Not even a busker shouting criticism knocked the happy band off their stride.

It was the same for Eamon Gilmore, who followed the same path a little earlier. By the time he got back to the Merrion Hotel to host Labour’s final press conference, Gilmore was positively giddy.

He echoed Enda’s request to voters not to move against the Government tomorrow. “Friday is not a referendum on Fianna Fáil. On Friday, we vote in the country’s interest. On Saturday, we will return to deal with Fianna Fáil.”

Declan Ganley has no intention of disentangling Lisbon from national politics. For his final photocall and press briefing, his message was clear: three days or three years to get rid of Brian Cowen. It may be lowest common denominator stuff, but a man has to do what a man has to do. And he did it from the middle of a sea of balloons.

At one point during his impromptu press conference on Merrion Square, a fire tender passed by at speed, siren screaming.

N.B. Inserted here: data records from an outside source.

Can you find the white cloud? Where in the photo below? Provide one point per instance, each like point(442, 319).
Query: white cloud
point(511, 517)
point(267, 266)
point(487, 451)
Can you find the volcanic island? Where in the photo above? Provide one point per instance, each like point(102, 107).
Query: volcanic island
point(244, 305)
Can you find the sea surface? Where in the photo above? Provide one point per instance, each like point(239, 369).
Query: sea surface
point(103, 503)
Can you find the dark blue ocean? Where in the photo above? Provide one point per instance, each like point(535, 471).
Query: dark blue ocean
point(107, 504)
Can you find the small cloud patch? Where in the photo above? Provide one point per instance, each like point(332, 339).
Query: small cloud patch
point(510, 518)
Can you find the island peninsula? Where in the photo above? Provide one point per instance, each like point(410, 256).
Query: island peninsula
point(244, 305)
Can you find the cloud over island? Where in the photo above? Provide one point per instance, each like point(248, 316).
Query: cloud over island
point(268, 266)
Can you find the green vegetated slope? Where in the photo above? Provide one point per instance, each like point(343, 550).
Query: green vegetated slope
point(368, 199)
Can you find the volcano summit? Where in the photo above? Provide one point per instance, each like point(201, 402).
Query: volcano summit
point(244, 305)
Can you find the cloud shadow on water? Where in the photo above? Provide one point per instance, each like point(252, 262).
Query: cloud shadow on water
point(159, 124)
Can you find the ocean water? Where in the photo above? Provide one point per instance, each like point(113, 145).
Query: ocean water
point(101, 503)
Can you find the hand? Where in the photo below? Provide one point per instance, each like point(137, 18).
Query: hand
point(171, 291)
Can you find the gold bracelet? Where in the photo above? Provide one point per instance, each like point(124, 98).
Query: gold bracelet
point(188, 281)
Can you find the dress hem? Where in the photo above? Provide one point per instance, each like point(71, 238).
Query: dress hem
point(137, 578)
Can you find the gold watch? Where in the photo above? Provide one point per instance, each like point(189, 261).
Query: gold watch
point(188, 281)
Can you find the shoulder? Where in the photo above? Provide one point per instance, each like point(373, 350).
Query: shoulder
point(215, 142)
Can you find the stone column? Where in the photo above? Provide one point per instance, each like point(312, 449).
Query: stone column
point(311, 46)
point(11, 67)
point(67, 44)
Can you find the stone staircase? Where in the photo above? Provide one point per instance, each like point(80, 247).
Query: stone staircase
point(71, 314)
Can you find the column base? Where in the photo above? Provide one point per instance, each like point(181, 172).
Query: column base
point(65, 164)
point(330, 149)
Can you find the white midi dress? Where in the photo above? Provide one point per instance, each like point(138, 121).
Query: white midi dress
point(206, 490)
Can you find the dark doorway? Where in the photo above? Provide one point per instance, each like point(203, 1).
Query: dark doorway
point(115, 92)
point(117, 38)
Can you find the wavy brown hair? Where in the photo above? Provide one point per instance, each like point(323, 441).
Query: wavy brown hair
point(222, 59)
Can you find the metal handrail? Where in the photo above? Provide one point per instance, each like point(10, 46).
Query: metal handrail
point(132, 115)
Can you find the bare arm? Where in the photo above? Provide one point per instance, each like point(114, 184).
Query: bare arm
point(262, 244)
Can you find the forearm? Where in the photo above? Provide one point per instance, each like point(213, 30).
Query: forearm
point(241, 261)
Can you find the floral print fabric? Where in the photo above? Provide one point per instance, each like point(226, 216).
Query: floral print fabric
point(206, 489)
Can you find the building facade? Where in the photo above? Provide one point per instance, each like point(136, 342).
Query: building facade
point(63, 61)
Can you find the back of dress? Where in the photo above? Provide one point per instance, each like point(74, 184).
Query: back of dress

“It’s too late Brian!” quipped Ganley. “Rubbish!” retorted a woman walking past.

Towards the end of his remarks, one of the balloons burst. It sounded like a rifle-shot. “Got ’im!” snorted a reporter.

The Libertas founder seized the opportunity to have a pot shot of his own at the Taoiseach. “He even missed! They can’t do anything right.” Then a voice came from the crowd: “At least you’re going out with a bang, Declan.”